The BBC, describing Atatürk’s creation of the modern Turkish state, writes:

He launched a programme of revolutionary social and political reform to modernise Turkey. These reforms included the emancipation of women, the abolition of all Islamic institutions and the introduction of Western legal codes, dress, calendar and alphabet, replacing the Arabic script with a Latin one. Abroad he pursued a policy of neutrality, establishing friendly relations with Turkey’s neighbours.

Erdogan, on the other hand, has demonstrated an increasingly Islamic and authoritarian rule. He recently referred to Amberin Zaman, a respected Turkish correspondent for the Economist as “a shameless woman” who needs “to know her place” after she questioned the freedom of Turks in what is a Muslim society. The incident prompted a statement from the Economist, which included, “Under Mr Erdogan, Turkey has become an increasingly difficult place for independent journalism: Freedom House, a New York based media watchdog, recently downgraded the country from ‘partially free’ to ‘not free.’”

Turks took to the streets and Taksim Square last year to protest Erdogan’s rule. The events were sparked by a dispute over a public park, but fanned by fear of growing authoritarianism and Islamification. In the violence that followed, eleven protestors died and thousands were injured. The protests are not over; to some, “Turkey has become a police state.”

Turkey is a NATO member, and has been since 1952. As such, it is an American ally. Under Erdogan’s rule, however, it has not been a friend of Israel, prompting Hamas to hail his presidential election as a victory for Palestinians and a defeat for America.

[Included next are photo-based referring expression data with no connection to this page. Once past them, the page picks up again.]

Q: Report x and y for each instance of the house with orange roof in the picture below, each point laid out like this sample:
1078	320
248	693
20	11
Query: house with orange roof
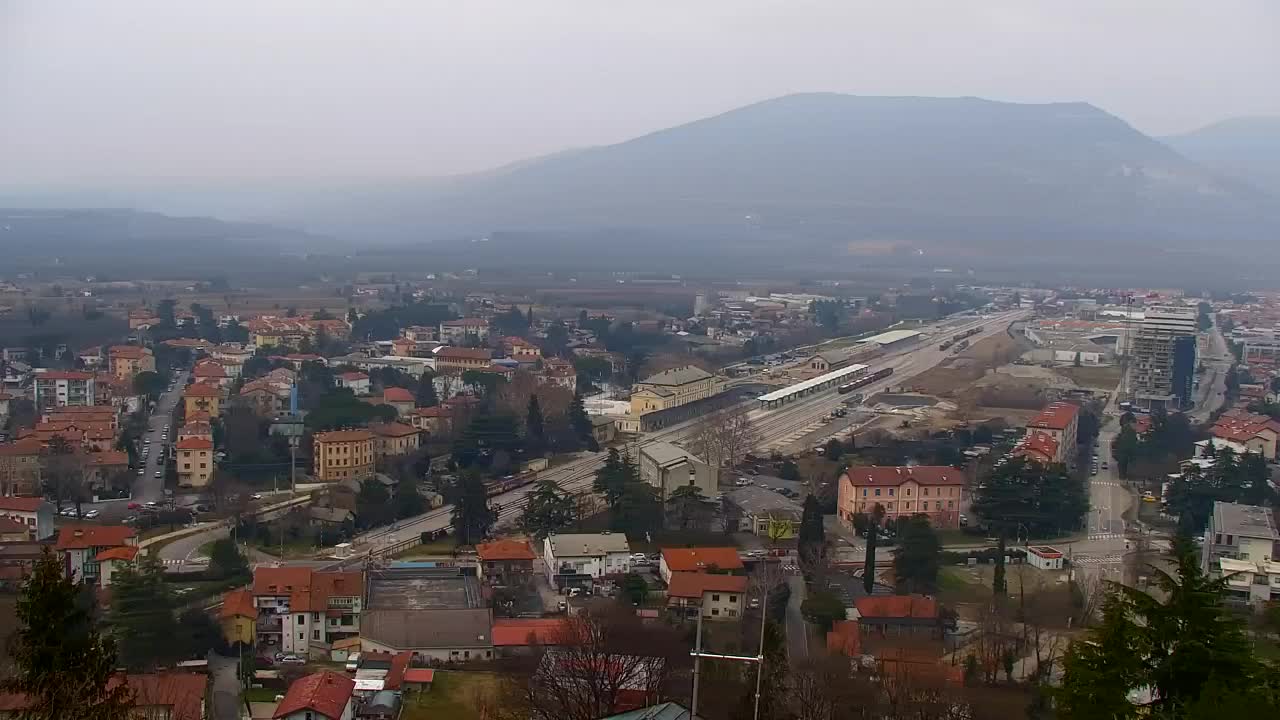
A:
80	546
202	397
195	460
400	399
112	560
304	609
718	597
238	618
506	561
936	491
1061	422
343	455
698	560
128	360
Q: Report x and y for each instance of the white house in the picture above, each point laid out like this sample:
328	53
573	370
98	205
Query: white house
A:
576	559
36	513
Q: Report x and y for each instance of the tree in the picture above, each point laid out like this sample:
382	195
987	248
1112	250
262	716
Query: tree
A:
872	537
62	662
535	433
426	396
919	555
689	507
813	533
1179	645
142	616
373	505
406	501
823	607
149	383
549	509
225	560
472	518
580	422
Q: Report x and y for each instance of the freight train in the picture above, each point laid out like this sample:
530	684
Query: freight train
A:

Erdogan seems hell-bent on surpassing Atatürk in reign and significance, as he attempts to remake Turkey in his own image. And while that image, winning 52 percent of the vote, is apparently a popular one in Turkey, it nonetheless undercuts what once was one a strong pillar of secularism in the Middle East. Erdogan’s election has prompted some to wonder if perhaps the Ottoman Sultanate didn’t die so thoroughly in 1921.